There is a Poincare duality isomorphism $H_k(SO_n\setminus C)=H^{d-k}(SO_n,C)$, where $d=\dim(SO_n)=(n^2-n)/2$. This works with any coefficients because $SO_n$ is oriented, but let us use $\mathbb{Z}/2$; then it is known that $H_*(SO_n)$ is an exterior algebra with generators $x_1,\dotsc,x_{n-1}$ where $|x_i|=i$, and $H^*(SO_n)$ is dual to this. It follows that both $H^d(SO_n)$ and $H^{d-1}(SO_n)$ have rank one.

You want $H_0(SO_n\setminus C)=\mathbb{Z}/2$ and $H_1(SO_n\setminus C)=0$, so you need $H^{d-1}(C)=H^{d-1}(SO_n)=\mathbb{Z}/2$ and $H^d(C)=0$. More specifically, you need the restriction map $H^{d-1}(SO_n)\to H^{d-1}(C)$, or the dual map $H_{d-1}(C)\to H_{d-1}(SO_n)$, to be an isomorphism.
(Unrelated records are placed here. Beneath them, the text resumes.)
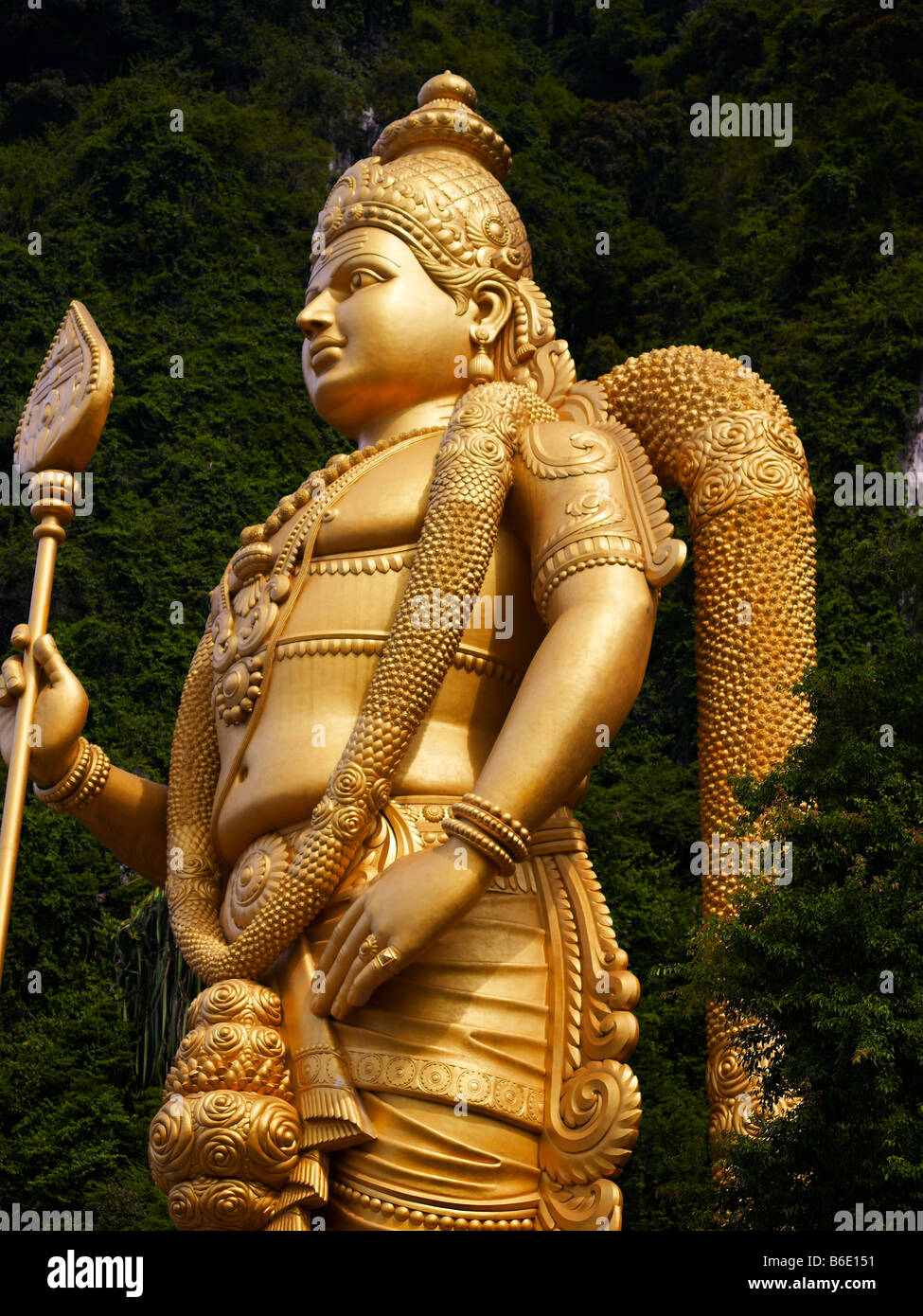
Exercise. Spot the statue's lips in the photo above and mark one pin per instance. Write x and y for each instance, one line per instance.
(326, 354)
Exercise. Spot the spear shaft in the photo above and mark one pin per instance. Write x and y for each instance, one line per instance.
(56, 438)
(49, 532)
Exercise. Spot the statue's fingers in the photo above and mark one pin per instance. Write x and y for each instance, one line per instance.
(50, 661)
(340, 934)
(13, 678)
(370, 977)
(343, 1007)
(339, 969)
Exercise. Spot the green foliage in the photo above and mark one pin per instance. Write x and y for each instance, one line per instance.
(832, 965)
(195, 243)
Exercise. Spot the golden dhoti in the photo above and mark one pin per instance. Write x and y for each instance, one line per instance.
(482, 1087)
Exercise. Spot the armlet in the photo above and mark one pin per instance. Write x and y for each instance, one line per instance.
(609, 512)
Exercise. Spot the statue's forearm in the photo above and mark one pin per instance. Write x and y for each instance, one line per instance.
(586, 674)
(130, 816)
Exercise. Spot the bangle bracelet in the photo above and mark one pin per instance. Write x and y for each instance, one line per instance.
(481, 841)
(81, 785)
(69, 782)
(479, 802)
(502, 832)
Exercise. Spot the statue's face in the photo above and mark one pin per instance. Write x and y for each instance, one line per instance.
(380, 336)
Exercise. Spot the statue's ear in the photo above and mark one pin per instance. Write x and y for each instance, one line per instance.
(494, 303)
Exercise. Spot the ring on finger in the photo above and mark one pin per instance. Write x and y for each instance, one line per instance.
(386, 958)
(369, 947)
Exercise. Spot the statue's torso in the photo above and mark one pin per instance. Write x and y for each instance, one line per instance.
(330, 644)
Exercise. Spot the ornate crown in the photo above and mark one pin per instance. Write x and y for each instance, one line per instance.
(436, 182)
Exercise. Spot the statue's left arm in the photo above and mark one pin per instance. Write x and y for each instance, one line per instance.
(593, 549)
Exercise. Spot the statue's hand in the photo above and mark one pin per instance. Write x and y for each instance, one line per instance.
(61, 708)
(406, 910)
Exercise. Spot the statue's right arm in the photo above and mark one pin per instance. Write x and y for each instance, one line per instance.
(130, 815)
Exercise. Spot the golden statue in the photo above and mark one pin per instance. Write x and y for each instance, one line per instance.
(417, 1015)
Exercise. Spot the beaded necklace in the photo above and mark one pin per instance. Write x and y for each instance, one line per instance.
(246, 603)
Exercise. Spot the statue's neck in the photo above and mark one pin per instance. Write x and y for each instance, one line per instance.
(435, 412)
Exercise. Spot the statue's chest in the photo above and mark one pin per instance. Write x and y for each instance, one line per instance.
(381, 508)
(384, 508)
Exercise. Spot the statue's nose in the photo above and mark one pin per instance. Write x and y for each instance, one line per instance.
(312, 319)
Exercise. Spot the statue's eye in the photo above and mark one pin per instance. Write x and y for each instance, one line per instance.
(361, 279)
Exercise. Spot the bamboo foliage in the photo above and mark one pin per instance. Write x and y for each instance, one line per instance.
(155, 985)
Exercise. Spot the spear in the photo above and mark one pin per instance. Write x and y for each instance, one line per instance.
(54, 441)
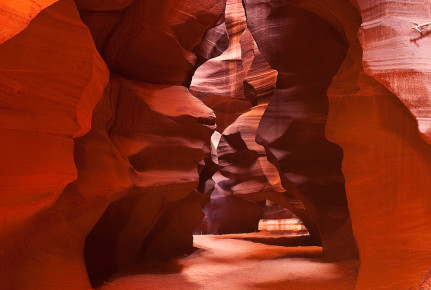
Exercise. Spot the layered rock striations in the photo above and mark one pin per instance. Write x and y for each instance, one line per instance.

Note that all monomials in $x_1,\dotsc,x_{n-2}$ are carried on $SO_{n-1}$, and the individual generators $x_1,\dotsc,x_{n-1}$ are all carried on a standard copy of $\mathbb{R}P^{n-1}$ in $SO_n$; we need to arrange for $C$ to carry the product $x_2x_3\dotsb x_{n-1}$. That's as far as I see for the moment.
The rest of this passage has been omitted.